Alec is autistic and suffers from Attention Deficit Hyperactivity Disorder (ADHD) – one of thousands of Canadian children diagnosed as such (a 2018 study by the Canadian government found that one in 66 children aged 5 to 17 had been diagnosed with Autism Spectrum Disorder).

“Since we’ve had all of his reviews, and now that we understand it a lot better, we’ve completely reversed our parenting style… and it’s working,” Dyson said.

“We have a much stronger relationship with him. There is a lot less screaming, but… we are walking on eggshells around him.

Enrolled for a year in the Whistler Waldorf School’s (WWS) ‘Little Cedars’ program for early learning, Alec ‘thrived’ with the help of a support worker, Dyson said, but when the time came to ‘enrolling Alec in kindergarten, the school said he could not meet his needs.

After his parents, who are now moving to Australia, submitted an official letter of complaint, WWS agreed to accept Alec with seven conditions.
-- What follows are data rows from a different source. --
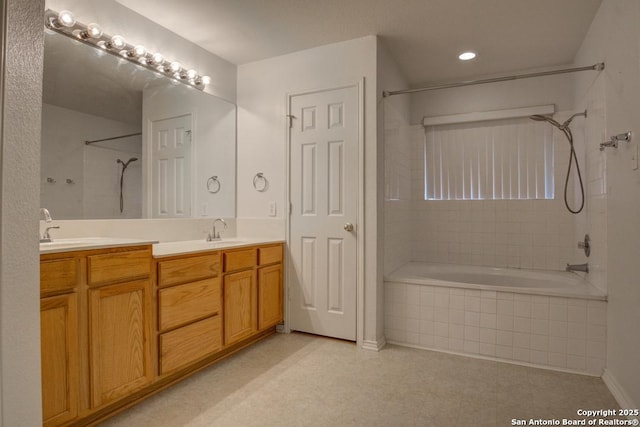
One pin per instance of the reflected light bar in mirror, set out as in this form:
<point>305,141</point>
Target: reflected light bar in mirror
<point>66,24</point>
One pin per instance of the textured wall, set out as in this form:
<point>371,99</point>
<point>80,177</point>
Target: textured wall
<point>19,201</point>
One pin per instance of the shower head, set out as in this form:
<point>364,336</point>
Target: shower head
<point>541,118</point>
<point>563,126</point>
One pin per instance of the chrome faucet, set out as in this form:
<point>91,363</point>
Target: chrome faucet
<point>47,216</point>
<point>578,267</point>
<point>215,236</point>
<point>46,237</point>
But the parents remained disillusioned.

While Alec’s Waldorf teachers were “extraordinary”, communicating and collaborating regularly, “we are disappointed with the reluctance of the administration to adapt to Alec’s handicap and the poor communication of the administration,” said -they wrote in a letter of May 28 refusing conditional registration.

“We found our experience with the Waldorf administration very unprofessional.
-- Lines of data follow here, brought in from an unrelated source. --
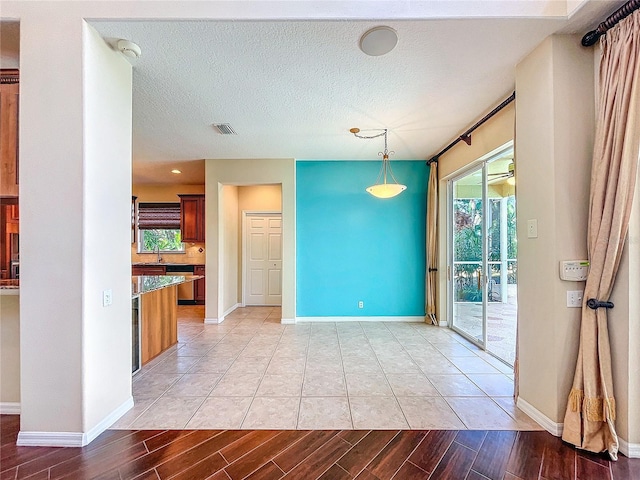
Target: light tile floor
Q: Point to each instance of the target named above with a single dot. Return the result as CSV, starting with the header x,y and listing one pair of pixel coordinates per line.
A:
x,y
252,372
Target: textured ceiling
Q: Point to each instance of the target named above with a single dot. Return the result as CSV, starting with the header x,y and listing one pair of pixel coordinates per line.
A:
x,y
292,89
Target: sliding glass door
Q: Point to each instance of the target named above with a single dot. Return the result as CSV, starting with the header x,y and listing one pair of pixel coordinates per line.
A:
x,y
482,253
468,263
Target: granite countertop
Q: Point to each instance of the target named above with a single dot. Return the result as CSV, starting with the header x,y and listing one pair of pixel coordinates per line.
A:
x,y
149,283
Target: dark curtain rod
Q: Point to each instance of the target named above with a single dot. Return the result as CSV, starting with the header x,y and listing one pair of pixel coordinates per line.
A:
x,y
623,12
466,136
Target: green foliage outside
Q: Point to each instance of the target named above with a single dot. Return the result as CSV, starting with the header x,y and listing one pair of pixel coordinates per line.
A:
x,y
468,245
167,240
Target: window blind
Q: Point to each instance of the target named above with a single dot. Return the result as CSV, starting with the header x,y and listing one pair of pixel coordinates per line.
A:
x,y
159,216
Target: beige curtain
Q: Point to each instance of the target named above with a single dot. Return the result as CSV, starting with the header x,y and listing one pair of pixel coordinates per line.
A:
x,y
591,410
432,245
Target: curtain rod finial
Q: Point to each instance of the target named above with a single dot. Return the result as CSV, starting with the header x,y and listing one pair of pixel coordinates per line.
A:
x,y
466,138
590,38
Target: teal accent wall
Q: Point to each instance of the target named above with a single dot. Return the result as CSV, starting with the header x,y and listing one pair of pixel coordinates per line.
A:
x,y
351,246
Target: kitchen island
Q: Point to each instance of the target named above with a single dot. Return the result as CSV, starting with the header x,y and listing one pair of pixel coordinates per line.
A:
x,y
155,314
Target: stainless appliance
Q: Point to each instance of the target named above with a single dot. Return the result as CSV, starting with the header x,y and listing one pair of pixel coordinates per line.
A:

“Nothing was ever discussed with us; we were only told what the administration process would be and when we should expect a decision.

Asked for comment, WWS Director of Advancement Jen Dodds said the school could not discuss the specific circumstances surrounding a family or student due to privacy laws and WWS policy.

“[WWS]“A thorough admissions process is meant to ensure a good fit for prospective students and their families,” Dodds said in an email.

“This includes a fair and inclusive process, as well as recognition of WWS’s independent, not-for-profit school environment and specialized curriculum programming. The end goal of the admissions process is to enable prospective students and families to make as informed a decision as possible, so that students have the best chance of succeeding at WWS.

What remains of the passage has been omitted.